Wildlife imaging shows that AI models aren’t as smart as we think
Using AI to identify wildlife reveals a potential “transferability crisis”, researchers say.
Marketing for AI imaging systems often suggests that models can easily tackle novel scenarios across ecosystems and settings, much in the same way as human observers.
But in a new article, two University of Exeter researchers argue that this is based on a “flawed assumption”.
They use examples from species identification and diagnostic imaging to illustrate this.
While AI models work reliably within the environments in which they were trained—the researchers say that this rarely carries over to new locations, making generalisability difficult to predict.
“The take-home message is that despite being considered as the ‘gold standard’, performance benchmarks (tests used to assess AI) do not reliably indicate the true ability of AI models,” said Dr Thomas O’Shea-Wheller, from the Environment and Sustainability Institute at Exeter’s Penryn Campus in Cornwall.
“We see lots of claims purporting to compare the ability of the latest models to humans across very broad scenarios.”

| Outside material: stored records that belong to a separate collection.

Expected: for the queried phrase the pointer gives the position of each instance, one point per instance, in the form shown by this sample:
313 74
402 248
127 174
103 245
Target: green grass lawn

“However, these are derived from performance testing on datasets that do not always carry over to real-world tasks.”
“A model trained to identify cats using stock images will perform well when tested against other stock images of cats, but this is not going to translate into effective cat detection in the wild.

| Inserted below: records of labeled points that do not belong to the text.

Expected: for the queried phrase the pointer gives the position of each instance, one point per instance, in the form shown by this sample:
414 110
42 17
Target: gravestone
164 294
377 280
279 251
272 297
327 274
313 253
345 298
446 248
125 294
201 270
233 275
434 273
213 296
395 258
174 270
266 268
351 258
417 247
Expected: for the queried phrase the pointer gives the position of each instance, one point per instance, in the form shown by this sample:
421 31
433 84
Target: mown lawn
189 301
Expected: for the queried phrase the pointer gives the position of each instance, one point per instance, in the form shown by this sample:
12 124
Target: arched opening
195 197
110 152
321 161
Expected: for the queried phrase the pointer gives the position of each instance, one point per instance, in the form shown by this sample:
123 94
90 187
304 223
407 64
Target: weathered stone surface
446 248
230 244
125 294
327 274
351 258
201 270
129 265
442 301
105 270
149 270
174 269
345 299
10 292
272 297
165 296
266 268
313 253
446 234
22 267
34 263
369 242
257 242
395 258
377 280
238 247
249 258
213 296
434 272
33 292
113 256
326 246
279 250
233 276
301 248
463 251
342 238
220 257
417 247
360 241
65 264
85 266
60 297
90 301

“The danger is that such benchmark metrics—often composed of arbitrary image categories—are being used to overstate model performance and generalisability.”

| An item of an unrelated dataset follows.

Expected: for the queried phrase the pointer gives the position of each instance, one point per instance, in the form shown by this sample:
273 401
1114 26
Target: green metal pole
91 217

Katie Murray, from the Centre for Ecology and Conservation, added: “In the case of wildlife identification, you can end up with something that’s not working well, but seems very confident in its conclusions.”
“Put simply, AI struggles with things it hasn’t seen before, but it won’t necessarily express that to the user.”
Dr O’Shea-Wheller notes that the issue is not so much with the technology itself, but rather with how it is used.
“AI can be incredibly powerful, but context is key – models need to be evaluated in their real-world use cases, and if they are not, it can lead to serious issues down the line.”
“In ecology, this creates challenges for species surveillance and conservation, while in contexts such as medicine, the consequences can be even more problematic.”
“Perhaps the most dangerous aspect of this, is that when a model fails, it is often not detected until extensive damage is done.”
The researchers call for caution when interpreting performance metrics—and increased adoption of tools that allow models to be rapidly tested within real-world applications.
Regarding the broader issue of benchmarks, they argue that these should not be used to estimate generalised model performance.
“As things currently stand, the only reliable way to evaluate how well an AI model will work is to actually test it within your specific use case.”
The article, published in the journal PLOS Biology, is entitled: “Deep learning in biology faces a transferability crisis.”